You can call me a cynic or selfish but it is clear from the marriage that we had that the greater evil would have been to expose a child to parents who would be detrimental to its well-being. While I’ve not been wildly successful, I’ve managed to do things I’m proud of since I left Gina without the responsibility of a child and Gina, the last time I checked, has done OK for herself. We didn’t expose those cells to a nasty custody battle or the violence that took place in our marriage.

Then, there’s the practical side of things. As my former English teacher (Mrs. Clark), said, “I’m against it in principle but banning it is going to kill off women who will seek the help of quacks in dubious back alleys.” History has shown that just as anti-abortion laws have been around, women have gone to quacks to deal with unwanted pregnancies. 
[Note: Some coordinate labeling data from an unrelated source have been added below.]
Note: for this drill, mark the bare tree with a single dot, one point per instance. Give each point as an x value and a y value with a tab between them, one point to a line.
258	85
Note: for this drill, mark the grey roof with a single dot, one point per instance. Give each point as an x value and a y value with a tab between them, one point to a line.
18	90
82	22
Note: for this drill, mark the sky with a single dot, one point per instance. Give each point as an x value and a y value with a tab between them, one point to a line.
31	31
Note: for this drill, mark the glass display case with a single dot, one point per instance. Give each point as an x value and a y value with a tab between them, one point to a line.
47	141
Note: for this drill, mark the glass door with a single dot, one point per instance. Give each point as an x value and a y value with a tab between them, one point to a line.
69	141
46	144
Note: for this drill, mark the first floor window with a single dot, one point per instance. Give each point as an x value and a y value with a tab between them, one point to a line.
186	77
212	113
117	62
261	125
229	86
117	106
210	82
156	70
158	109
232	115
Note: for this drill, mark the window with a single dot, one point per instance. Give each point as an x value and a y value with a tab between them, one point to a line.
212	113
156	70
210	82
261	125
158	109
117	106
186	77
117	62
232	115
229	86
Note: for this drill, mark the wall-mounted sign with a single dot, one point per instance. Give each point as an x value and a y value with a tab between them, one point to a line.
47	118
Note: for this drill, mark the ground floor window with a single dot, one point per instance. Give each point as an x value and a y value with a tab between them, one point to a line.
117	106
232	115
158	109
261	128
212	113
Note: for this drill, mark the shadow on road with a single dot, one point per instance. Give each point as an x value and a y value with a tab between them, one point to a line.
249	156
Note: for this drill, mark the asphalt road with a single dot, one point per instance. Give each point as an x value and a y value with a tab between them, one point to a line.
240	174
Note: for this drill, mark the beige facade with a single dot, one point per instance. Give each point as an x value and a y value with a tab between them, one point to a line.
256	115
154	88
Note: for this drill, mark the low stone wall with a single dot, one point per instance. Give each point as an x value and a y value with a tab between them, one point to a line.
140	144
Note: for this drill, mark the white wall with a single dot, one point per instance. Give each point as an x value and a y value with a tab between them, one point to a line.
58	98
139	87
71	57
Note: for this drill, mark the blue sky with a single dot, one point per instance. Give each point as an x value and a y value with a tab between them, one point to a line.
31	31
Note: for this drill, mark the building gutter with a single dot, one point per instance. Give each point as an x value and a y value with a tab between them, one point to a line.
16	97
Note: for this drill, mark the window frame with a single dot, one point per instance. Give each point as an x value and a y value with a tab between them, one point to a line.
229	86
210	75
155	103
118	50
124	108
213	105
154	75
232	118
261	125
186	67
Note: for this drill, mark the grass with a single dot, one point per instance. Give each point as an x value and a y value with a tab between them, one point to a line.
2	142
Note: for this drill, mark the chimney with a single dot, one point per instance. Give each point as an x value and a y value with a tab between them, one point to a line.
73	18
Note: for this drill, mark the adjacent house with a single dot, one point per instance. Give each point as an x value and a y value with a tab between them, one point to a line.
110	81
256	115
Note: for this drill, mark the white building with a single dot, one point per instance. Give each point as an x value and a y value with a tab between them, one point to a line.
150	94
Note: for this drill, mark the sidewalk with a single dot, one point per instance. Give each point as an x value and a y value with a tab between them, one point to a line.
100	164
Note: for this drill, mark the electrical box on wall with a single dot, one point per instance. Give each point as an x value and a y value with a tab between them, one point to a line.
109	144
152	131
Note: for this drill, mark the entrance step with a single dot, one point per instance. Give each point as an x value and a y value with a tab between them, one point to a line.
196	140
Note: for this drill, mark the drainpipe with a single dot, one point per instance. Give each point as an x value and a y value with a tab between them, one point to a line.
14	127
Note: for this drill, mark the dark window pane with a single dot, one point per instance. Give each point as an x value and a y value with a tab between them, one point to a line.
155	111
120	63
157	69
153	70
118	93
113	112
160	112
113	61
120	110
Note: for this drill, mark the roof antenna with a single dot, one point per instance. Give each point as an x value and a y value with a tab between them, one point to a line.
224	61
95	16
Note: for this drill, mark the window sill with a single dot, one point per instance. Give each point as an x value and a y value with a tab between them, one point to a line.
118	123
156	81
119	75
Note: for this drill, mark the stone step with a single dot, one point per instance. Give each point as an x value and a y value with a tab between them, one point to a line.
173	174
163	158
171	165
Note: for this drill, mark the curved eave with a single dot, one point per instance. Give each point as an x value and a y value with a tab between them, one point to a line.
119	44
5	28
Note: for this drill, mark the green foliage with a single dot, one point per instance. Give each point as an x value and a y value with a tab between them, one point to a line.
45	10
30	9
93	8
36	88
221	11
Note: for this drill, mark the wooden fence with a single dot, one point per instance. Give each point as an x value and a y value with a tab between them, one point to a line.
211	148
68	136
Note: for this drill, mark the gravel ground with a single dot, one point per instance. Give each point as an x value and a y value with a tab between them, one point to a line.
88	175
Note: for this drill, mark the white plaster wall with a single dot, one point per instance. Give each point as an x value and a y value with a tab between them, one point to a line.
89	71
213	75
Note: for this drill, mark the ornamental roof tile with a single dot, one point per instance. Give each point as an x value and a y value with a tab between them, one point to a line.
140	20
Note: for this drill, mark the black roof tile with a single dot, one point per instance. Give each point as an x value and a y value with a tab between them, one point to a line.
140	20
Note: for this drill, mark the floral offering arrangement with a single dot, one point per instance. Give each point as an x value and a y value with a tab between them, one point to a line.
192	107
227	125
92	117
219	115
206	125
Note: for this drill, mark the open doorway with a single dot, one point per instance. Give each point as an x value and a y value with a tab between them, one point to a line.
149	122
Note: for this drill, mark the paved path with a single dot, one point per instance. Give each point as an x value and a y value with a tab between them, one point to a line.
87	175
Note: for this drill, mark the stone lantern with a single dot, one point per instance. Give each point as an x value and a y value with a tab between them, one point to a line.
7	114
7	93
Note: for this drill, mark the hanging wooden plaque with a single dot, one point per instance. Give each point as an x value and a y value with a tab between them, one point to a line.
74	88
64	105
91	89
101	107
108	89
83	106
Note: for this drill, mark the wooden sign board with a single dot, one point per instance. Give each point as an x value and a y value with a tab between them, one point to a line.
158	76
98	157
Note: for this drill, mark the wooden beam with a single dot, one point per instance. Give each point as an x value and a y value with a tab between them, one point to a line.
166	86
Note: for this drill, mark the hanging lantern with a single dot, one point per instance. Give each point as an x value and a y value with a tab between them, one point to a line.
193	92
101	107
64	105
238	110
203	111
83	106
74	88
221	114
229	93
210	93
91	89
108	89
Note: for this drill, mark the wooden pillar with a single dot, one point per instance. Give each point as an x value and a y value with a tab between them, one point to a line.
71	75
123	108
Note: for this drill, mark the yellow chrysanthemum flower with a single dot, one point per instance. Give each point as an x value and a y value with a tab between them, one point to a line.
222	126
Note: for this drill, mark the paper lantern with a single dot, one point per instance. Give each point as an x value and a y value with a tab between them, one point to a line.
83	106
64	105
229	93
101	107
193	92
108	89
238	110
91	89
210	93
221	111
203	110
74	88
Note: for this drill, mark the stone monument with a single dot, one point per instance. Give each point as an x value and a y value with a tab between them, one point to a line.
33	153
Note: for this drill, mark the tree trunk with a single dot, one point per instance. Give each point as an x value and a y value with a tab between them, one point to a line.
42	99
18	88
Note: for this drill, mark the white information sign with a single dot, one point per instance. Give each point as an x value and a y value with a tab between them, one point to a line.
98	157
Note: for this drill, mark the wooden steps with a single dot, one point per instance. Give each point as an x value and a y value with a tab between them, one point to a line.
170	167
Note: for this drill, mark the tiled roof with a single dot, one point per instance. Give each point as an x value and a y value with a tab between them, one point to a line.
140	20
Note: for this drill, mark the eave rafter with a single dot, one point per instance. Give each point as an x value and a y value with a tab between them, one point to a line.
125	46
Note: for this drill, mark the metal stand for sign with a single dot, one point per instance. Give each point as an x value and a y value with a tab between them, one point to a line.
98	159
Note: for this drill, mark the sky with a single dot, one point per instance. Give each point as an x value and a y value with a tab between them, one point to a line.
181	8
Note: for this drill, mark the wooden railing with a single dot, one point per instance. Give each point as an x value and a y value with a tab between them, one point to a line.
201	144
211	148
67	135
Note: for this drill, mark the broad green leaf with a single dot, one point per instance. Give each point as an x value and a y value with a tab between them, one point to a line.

I often like to refer to Lee Kuan Yew’s thoughts on prostitution when it comes to abortion. Better to have it legal and controlled rather than to have it driven underground and managed by the nasty element.

Lee Kuan Yew would have been good for addressing the abortion issue in America. Unfortunately, Lee Kuan Yew’s successors seem to have lost his common sense touch on a few things. The two most common instances where I believe that the Singapore Government has lost the plot are in the cases of smoking and homosexual sex.
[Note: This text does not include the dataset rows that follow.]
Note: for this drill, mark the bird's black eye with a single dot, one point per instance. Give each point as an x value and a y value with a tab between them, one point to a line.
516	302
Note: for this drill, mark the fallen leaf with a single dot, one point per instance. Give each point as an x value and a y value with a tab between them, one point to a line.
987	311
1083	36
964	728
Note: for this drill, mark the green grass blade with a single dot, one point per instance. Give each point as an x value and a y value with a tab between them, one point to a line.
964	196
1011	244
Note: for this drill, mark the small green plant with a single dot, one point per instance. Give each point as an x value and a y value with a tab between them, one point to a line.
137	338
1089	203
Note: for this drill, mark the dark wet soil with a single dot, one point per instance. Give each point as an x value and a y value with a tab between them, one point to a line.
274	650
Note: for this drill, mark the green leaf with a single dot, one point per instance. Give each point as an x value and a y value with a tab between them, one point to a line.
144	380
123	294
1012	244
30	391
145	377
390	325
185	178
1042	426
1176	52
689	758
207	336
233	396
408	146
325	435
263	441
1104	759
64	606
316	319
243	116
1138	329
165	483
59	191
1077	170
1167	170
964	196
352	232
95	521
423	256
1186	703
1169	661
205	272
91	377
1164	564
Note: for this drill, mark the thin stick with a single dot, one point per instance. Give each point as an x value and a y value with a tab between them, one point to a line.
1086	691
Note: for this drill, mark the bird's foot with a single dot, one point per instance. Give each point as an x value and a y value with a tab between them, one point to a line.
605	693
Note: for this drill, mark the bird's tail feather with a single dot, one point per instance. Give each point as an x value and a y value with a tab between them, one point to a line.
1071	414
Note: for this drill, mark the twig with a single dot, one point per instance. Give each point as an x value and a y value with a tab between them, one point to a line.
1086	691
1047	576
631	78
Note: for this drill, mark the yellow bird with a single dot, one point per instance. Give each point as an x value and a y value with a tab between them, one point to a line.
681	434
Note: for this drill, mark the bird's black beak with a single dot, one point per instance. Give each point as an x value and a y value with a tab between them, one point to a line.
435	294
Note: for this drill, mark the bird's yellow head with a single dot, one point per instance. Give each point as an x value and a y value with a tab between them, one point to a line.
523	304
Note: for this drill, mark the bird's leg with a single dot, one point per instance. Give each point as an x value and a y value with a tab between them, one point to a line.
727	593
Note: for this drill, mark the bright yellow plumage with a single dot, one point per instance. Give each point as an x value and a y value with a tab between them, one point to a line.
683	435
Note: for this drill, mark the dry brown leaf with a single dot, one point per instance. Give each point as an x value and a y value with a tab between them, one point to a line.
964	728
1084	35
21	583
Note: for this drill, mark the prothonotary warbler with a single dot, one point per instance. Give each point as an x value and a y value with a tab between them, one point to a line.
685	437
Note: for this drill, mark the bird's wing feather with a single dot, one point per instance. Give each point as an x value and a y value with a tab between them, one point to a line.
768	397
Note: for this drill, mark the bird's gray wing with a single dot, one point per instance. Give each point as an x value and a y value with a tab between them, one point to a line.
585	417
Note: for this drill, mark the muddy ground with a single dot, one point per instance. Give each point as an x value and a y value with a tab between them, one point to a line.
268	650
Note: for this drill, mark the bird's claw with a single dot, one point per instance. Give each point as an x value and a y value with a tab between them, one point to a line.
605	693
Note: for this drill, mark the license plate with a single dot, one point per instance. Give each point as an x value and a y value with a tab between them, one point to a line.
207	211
I look at the debate on smoking and “alternative” tobacco products and cringe. The government is actually sounding increasingly impotently-sanctimonious on the topic. Despite and increasing number of bodies like the Royal College of Surgeons in the UK coming out to state that “alternative products” have a use in combating the smoking habit, the government remains adamant that it needs to ban such products in a “preemptive move” to stop people from taking up the habit. In the meantime, normal cigarettes, which everyone agrees are worse than the alternative, remain readily available.

 I guess you could say the desire is to look tough, but I do believe there comes a point when you actually end up looking silly by sticking to a position despite growing evidence that your position is factually weak – America’s Food and Drug Administration (FDA) has recently allowed the sale of IQOS, a heated and not burn tobacco system by Philip Morris, which has shown that there’s a way to make what everyone agrees is a lesser evil work.

If the government’s stance on alternative tobacco products looks silly, the stance on consensual sex is downright stupid. The emotion of the debate has been such that the government has stuck to its position of “Keeping the law but not enforcing it.” This is clearly not something you’d expect from a government that makes “upholding the rule of law” as part of its DNA and as one lawyer said – “what’s the point of having a law if you don’t intend to enforce it.” As I’ve often said, those who support this particular section of the penal code have yet to come up with a sound, rational argument as to why we need to keep this law.

Lee Kuan Yew wasn’t perfect but I don’t think he’s been right on every issue.  However, he understood his role as a leader and made decisions that did benefit the greater good or the lesser evil. When I look at some of these debates in the world, I miss him and the pragmatic wisdom that he displayed.